Reviewed by Staci Layne Wilson for Horror.com
"Are you scared? Well, you should be," Penélope Cruz tells co-star Halle Berry in Gothika. The only thing missing is the beat, and then: "You're on Scare Tactics!" But Cruz can console herself with other fun lines such as, "He opened me like a flower of pain."
Yep, Gothika is one loopy movie. Just like the other new Dark Castle Entertainment film productions from Warner Bros., (The House on Haunted Hill, Thirteen Ghosts and Ghost Ship) Gothika is definitely style over substance. Whether you're willing to pay full price at the box office to see that is up to you, but if you go in knowing you're not seeing the next classic-to-be, you just might have a little fun.
Unlike those other films (for the most part), Gothika does have some substance over style in the talent department -- director Mathieu Kassovitz did The Crimson Rivers, a serial killer yarn that wowed the critics a couple of years ago, and headlining star Halle Berry is a real-live Academy Award-winning Best Actress. No slouches themselves, costars Robert Downey Jr. and Penélope Cruz are both friendly with various awards (Downey, Jr. was nominated for a Best Actor Oscar for Chaplin, and Cruz won a Goya for Open Your Eyes).
The story of Gothika is crazy but lurid fun: Berry plays a criminal psychologist who wakes up after a car accident inside the self-same psych ward she once supervised.
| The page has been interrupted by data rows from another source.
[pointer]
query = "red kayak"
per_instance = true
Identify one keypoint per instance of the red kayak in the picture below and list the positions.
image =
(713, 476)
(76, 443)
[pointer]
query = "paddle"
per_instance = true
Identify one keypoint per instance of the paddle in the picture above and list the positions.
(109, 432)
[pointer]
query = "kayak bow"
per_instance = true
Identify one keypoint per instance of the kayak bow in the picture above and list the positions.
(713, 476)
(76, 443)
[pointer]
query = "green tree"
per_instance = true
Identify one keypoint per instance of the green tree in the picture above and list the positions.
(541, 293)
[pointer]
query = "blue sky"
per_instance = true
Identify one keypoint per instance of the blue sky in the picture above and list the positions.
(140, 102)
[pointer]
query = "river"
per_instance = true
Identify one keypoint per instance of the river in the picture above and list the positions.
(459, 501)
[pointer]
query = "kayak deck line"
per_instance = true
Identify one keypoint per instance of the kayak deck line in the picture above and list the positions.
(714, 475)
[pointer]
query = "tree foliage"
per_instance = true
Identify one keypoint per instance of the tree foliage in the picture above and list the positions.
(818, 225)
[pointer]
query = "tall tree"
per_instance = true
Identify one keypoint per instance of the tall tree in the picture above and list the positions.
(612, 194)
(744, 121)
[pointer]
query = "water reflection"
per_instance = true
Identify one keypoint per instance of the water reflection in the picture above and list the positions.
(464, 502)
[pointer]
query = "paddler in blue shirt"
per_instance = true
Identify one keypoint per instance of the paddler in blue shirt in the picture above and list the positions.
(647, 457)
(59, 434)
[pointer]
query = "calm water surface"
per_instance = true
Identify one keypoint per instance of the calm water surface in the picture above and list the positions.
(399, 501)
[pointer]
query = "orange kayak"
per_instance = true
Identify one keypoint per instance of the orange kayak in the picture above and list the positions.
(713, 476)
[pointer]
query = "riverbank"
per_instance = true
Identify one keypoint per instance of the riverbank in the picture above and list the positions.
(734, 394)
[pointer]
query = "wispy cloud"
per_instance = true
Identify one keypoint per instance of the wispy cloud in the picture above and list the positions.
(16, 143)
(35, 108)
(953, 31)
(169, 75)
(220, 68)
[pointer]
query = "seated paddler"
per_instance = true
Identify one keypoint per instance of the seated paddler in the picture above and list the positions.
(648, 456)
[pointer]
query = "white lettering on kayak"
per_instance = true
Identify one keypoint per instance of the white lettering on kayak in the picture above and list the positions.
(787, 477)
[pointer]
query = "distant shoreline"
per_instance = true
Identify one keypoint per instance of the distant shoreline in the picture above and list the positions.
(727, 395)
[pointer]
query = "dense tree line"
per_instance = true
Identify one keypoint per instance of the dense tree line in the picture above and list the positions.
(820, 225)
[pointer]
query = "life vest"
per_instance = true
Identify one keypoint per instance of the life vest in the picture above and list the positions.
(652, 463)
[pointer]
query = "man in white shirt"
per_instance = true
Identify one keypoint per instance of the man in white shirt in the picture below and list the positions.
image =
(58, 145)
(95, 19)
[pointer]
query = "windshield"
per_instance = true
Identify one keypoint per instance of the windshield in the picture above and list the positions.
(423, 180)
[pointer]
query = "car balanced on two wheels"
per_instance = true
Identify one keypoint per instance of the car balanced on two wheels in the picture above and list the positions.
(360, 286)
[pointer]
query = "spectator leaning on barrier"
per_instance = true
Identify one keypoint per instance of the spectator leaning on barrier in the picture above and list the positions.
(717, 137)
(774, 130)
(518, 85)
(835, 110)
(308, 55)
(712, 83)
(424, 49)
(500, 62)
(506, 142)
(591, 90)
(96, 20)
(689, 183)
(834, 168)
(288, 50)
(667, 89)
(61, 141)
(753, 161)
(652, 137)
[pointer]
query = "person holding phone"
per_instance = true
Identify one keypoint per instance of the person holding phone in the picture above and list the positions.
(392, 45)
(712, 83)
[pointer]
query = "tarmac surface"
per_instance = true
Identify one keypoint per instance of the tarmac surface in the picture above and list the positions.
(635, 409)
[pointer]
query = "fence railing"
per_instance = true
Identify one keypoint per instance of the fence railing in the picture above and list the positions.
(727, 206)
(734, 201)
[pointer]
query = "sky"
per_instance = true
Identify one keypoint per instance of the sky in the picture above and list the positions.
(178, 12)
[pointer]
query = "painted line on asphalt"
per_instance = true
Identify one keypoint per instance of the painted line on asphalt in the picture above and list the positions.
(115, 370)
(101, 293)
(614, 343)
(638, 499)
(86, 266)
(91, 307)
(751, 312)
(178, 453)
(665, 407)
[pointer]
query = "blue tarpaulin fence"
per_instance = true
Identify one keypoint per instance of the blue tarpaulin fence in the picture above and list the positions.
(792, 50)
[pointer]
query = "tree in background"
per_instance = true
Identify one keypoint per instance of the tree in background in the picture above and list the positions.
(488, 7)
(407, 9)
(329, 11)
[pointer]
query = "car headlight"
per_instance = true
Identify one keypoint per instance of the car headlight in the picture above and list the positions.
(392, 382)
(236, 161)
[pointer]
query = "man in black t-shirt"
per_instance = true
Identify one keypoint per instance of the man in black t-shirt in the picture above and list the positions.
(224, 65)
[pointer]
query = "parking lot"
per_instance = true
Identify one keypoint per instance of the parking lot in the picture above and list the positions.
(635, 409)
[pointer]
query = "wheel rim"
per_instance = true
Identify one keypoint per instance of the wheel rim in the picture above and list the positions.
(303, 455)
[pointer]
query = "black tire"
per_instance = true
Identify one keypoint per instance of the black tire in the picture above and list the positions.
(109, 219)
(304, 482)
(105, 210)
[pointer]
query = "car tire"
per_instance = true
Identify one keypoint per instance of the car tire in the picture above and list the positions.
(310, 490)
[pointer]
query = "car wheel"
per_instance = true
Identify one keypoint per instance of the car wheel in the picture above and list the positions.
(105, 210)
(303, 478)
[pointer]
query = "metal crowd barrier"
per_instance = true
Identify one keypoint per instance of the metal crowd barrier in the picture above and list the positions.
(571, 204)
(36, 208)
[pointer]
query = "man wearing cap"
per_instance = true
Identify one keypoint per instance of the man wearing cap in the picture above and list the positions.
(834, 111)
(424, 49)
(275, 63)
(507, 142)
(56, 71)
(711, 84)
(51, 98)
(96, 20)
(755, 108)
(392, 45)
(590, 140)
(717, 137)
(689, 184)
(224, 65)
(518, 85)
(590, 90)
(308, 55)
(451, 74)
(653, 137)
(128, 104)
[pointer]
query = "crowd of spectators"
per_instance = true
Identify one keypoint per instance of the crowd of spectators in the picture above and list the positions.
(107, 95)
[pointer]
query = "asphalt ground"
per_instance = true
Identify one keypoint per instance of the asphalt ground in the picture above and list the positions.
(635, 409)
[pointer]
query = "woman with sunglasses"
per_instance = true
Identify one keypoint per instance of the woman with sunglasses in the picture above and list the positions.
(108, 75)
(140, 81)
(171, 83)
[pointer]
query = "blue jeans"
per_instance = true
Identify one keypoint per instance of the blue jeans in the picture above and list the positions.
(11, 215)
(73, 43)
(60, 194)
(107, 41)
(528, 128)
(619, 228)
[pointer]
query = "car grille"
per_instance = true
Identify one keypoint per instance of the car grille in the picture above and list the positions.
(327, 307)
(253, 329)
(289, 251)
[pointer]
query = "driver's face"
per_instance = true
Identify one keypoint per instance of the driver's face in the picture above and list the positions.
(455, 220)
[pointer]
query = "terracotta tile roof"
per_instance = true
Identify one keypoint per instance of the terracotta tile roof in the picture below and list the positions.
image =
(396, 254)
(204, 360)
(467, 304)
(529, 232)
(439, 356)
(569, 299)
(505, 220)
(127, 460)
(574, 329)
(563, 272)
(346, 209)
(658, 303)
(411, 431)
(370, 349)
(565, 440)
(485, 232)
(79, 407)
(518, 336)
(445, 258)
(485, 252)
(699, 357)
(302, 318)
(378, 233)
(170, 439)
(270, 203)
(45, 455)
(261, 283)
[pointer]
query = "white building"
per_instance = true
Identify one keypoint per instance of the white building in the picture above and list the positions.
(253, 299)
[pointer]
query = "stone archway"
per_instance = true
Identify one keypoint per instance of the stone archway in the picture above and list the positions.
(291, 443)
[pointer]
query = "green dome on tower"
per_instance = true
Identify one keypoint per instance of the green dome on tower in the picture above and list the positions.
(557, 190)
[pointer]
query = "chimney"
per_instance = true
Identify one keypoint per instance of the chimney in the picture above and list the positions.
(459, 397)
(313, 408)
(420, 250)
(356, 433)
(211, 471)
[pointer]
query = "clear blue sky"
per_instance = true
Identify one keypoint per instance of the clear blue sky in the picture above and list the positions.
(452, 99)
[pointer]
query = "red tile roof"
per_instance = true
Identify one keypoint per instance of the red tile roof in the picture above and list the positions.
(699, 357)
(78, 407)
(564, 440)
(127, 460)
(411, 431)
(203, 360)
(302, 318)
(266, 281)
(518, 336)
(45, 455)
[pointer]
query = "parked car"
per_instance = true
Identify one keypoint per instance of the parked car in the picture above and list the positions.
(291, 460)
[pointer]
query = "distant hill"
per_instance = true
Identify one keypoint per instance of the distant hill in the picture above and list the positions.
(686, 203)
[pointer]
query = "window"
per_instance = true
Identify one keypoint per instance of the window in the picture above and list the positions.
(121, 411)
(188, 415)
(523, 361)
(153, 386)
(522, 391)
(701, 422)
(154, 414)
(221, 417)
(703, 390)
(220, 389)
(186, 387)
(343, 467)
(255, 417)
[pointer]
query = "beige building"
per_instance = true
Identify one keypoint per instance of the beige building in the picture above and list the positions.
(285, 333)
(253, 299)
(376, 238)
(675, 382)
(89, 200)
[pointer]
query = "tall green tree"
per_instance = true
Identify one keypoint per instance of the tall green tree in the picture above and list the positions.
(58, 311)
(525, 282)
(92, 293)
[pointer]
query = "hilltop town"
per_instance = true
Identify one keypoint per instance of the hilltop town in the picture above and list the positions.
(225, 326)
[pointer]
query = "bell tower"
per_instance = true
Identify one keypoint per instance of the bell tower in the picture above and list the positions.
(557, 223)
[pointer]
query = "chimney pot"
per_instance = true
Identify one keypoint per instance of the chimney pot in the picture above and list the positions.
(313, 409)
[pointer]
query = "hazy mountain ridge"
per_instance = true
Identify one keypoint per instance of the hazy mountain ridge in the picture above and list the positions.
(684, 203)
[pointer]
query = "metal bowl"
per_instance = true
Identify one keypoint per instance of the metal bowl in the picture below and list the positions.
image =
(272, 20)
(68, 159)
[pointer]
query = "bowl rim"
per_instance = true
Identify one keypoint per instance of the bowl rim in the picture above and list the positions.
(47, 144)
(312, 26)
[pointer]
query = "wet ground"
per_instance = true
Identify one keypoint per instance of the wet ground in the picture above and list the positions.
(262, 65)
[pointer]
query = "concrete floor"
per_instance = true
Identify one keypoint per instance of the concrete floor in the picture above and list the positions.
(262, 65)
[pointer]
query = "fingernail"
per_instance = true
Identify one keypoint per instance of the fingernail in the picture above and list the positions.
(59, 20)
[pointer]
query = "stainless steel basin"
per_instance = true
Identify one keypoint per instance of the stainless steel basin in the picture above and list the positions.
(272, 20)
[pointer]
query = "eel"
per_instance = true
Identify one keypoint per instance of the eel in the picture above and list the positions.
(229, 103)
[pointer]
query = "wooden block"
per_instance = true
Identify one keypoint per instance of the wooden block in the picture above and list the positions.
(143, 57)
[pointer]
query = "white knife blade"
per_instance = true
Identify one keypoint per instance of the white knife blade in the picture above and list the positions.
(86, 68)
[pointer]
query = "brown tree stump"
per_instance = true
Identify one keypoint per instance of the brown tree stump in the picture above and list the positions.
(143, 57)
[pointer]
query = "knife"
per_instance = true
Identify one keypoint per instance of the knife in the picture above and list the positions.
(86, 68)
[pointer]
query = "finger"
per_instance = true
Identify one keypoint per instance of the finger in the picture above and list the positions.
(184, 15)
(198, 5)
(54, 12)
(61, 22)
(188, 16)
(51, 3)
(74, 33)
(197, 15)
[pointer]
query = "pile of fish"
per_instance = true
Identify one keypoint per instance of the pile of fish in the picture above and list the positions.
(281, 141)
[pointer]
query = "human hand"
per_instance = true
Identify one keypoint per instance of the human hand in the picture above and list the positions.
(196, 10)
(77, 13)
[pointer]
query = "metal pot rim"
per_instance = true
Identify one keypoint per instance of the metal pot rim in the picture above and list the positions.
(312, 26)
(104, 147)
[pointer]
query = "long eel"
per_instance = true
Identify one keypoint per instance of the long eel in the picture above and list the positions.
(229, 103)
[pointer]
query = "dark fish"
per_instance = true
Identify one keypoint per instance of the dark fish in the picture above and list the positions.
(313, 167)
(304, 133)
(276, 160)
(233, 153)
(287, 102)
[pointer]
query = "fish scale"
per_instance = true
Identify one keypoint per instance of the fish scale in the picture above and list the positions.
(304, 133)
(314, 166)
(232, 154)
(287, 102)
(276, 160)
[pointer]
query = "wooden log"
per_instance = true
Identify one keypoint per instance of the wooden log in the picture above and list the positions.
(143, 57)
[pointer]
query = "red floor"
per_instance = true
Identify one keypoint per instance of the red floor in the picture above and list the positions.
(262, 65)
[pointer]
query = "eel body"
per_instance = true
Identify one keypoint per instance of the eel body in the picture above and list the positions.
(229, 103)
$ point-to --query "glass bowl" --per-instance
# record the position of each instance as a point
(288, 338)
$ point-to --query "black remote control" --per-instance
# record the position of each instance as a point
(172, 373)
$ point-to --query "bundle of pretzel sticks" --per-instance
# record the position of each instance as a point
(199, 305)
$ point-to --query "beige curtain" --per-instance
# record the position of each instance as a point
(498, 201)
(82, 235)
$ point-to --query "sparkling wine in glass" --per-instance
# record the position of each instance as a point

Her husband (Charles S. Dutton) has been brutally and bloodily murdered, and the waif-like ghost of a blonde teen is stalking the good doctor. So what's a girl to do? She befriends a teary patient (Cruz) who claims that she's being raped by the devil, and she tries to convince her skeptical friend and former colleague (Downey, Jr.) that she is not insane. With the words "Not Alone" carved on her arm and her penchant for talking into mirrors, she has her work cut out for her.
There is definitely some unintentional humor in Gothika and the actors seem to be taking their roles far too seriously, but it is also dripping with dark and creepy horror atmosphere, and there are some genuinely chilling haunting sequences as well (some of the jerky-moving phantoms from Thirteen Ghosts are back on duty here in the psych ward). It's actually a beautiful movie to look at, and taken at face value it is 90 minutes of an eerie spook-fest and that's that.
Basically, Gothika is very similar to its Dark Castle Entertainment cousins: if you enjoyed the scares in The House on Haunted Hill, Thirteen Ghosts and Ghost Ship, then Gothika will fit right in with your large popcorn and your giant-sized cola.